As vendas de cigarros nos EUA
geraram US$ 94,4 bilhões no ano passado, de acordo com o Euromonitor, empresa
especializada na compilação de dados estatísticos, ao passo que o mercado de
opioides vendidos sob receita médica movimentou US$ 8,5 bilhões, segundo a
Quintiles IMS. Também não há nenhuma certeza de que as empresas farmacêuticas
seriam capazes de arcar com um acordo de valor próximo da ordem de grandeza dos
montantes pagos pelos fabricantes de cigarros em 1998.
Tentativa de culpar as
empresas tem sido comparada aos processos contra a indústria do fumo A J&J,
a maior empresa citada no litígio, tem muito dinheiro, mas vendeu suas
operações envolvidas com a produção de opioides em 2015 para a Depomed, ao
passo que a Purdue não divulga seus resultados financeiros.

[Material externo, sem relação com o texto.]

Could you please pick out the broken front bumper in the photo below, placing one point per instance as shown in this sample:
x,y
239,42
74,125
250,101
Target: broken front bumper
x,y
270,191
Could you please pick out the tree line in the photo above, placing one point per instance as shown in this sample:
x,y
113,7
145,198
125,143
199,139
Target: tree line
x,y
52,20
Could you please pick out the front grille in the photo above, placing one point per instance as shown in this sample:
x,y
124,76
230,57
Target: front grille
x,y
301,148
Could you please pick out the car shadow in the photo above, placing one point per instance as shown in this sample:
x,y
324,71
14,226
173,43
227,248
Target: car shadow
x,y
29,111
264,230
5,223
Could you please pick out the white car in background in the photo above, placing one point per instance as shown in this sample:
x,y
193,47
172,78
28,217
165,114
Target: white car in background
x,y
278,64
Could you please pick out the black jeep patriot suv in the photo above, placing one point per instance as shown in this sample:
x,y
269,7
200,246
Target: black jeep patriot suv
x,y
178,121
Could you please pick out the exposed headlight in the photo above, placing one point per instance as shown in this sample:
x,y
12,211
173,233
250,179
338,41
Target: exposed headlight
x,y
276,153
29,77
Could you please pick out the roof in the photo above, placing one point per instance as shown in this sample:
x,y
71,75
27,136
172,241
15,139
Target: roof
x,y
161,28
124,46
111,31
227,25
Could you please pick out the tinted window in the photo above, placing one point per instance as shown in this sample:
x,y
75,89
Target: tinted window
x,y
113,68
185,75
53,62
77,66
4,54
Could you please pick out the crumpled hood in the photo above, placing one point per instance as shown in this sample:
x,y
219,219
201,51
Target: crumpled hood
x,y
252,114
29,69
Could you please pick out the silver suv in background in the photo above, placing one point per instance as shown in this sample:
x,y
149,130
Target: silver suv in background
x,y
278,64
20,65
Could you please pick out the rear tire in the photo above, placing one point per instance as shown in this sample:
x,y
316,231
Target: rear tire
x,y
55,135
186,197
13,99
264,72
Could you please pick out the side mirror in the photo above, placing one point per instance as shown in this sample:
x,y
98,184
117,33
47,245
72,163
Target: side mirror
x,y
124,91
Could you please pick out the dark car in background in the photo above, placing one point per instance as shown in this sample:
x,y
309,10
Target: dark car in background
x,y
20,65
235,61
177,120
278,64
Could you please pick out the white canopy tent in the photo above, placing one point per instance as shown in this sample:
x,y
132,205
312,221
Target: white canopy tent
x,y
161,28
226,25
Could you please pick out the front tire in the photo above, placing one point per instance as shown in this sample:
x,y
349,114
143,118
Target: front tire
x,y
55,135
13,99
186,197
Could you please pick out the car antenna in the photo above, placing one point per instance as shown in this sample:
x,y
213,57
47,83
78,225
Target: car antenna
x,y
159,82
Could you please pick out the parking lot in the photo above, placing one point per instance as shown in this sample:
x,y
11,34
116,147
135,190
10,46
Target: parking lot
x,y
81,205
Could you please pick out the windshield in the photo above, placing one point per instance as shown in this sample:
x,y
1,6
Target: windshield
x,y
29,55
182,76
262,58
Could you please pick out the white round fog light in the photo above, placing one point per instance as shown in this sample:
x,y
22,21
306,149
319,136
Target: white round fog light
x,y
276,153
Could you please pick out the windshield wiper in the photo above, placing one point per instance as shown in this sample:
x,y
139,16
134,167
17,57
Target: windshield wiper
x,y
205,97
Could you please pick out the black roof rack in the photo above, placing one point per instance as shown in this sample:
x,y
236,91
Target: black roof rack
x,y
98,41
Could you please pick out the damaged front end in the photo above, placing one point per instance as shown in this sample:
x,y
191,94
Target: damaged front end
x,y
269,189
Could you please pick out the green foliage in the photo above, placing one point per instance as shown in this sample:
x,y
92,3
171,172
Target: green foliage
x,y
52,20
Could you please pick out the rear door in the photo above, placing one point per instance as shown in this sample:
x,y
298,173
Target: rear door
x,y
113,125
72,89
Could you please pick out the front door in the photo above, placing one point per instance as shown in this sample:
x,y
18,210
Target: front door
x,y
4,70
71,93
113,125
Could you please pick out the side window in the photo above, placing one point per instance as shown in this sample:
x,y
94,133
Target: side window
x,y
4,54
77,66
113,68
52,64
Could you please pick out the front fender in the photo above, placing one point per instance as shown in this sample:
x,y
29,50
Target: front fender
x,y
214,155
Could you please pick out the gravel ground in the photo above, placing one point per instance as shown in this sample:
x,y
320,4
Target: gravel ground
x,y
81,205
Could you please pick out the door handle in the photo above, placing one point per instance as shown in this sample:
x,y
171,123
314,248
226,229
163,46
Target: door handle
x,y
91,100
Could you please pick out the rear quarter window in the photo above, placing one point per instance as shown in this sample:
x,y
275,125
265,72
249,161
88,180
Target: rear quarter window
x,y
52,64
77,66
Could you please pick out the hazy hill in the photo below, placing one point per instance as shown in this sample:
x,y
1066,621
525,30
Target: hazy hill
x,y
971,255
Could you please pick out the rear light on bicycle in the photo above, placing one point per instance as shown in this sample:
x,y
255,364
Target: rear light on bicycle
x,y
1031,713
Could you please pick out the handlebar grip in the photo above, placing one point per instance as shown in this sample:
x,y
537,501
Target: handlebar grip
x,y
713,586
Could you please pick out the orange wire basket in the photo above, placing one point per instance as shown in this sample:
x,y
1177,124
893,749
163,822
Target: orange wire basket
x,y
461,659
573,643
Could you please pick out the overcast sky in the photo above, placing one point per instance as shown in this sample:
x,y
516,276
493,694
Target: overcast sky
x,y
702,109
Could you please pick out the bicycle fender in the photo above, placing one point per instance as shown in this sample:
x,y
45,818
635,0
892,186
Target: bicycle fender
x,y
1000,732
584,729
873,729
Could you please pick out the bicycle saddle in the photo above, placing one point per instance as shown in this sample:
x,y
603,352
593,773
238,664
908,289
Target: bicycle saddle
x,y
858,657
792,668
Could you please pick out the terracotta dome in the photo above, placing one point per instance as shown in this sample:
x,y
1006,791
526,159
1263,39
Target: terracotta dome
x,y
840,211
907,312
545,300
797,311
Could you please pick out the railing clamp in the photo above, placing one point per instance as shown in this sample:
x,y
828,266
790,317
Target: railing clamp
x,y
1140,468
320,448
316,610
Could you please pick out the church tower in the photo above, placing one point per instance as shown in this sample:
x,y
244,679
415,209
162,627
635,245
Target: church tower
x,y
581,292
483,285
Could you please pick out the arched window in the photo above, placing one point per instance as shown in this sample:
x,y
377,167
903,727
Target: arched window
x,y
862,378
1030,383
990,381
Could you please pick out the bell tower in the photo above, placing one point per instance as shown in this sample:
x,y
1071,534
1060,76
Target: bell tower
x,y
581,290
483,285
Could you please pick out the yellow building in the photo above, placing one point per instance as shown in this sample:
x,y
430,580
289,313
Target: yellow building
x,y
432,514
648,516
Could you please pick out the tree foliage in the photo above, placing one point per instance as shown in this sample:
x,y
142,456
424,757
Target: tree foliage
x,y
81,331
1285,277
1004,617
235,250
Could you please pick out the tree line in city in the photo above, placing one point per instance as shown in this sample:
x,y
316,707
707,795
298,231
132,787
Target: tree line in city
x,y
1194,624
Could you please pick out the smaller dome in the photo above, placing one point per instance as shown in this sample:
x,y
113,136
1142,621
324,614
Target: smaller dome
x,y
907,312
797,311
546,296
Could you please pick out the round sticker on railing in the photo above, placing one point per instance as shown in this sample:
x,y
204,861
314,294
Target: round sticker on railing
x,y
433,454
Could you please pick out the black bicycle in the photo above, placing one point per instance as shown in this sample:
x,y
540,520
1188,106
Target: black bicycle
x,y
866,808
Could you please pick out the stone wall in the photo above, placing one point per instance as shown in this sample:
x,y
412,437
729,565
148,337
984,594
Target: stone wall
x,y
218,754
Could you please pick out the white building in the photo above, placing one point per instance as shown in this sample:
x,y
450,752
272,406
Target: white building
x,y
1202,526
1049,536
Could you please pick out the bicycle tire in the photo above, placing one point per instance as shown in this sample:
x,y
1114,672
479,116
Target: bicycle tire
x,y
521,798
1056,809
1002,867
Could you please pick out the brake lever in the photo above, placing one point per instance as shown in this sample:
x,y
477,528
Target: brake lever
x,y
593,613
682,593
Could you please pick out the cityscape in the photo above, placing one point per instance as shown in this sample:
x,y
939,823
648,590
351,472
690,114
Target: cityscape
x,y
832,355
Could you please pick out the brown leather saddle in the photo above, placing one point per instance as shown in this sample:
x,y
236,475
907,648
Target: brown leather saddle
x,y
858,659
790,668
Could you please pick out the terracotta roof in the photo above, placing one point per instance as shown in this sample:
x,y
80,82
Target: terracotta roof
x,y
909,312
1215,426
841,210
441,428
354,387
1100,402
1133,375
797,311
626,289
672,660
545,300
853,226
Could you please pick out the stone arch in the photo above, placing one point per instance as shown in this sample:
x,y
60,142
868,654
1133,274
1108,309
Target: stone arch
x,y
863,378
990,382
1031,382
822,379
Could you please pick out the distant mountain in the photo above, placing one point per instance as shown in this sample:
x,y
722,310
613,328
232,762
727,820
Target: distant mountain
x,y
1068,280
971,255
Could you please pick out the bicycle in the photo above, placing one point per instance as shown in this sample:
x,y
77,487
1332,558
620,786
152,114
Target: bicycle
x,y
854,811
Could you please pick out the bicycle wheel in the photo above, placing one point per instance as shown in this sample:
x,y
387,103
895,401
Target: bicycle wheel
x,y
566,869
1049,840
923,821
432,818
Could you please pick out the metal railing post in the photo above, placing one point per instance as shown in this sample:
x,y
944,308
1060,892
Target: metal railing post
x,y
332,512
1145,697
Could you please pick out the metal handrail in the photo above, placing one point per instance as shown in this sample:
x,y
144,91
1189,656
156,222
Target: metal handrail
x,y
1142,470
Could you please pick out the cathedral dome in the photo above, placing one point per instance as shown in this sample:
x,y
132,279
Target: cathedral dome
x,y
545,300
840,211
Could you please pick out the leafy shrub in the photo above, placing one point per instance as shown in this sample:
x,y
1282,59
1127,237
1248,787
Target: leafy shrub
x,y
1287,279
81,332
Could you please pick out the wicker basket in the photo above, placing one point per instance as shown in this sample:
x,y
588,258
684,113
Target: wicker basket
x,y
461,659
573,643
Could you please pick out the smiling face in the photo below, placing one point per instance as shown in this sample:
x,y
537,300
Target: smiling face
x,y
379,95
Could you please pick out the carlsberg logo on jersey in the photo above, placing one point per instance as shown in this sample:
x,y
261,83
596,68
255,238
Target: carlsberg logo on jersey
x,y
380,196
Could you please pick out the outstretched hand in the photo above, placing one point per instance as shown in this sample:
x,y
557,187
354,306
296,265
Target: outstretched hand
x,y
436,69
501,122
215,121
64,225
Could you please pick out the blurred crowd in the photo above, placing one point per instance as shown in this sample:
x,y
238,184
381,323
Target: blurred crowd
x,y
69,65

As empresas de capital aberto
que dominam o setor de opiáceos de marca – Endo, Depomed e Mallinckrodt –
encerraram o ano passado com dívidas líquidas totais superiores a US$ 14
bilhões e exibem alguns dos mais altos níveis de endividamento no
setor farmacêutico. Mesmo que as duas partes possam concordar com um
número, os processos teriam de ser agregados numa reivindicação capaz de ser
resolvida com um único acordo geral.
Além disso, os demandantes
precisariam entrar em acordo sobre uma fórmula para determinar como o dinheiro
seria dividido, com base no número de mortes por overdose ou por receitas
emitidas. Advogados de ambos os campos dizem ser difícil estimar quanto tempo
será necessário para resolver o litígio, embora todos concordem que
provavelmente levará anos.
Enquanto isso, Harshbarger
continuará enviando às autoridades locais as contas de necrópsias das vítimas
de overdose. “Minha situação é algo peculiar”, diz ele, ponderando ser uma das
poucas pessoas a se beneficiar – financeiramente, ao menos – da crise. “Minha
carga de trabalho aumentou, e minha renda também”.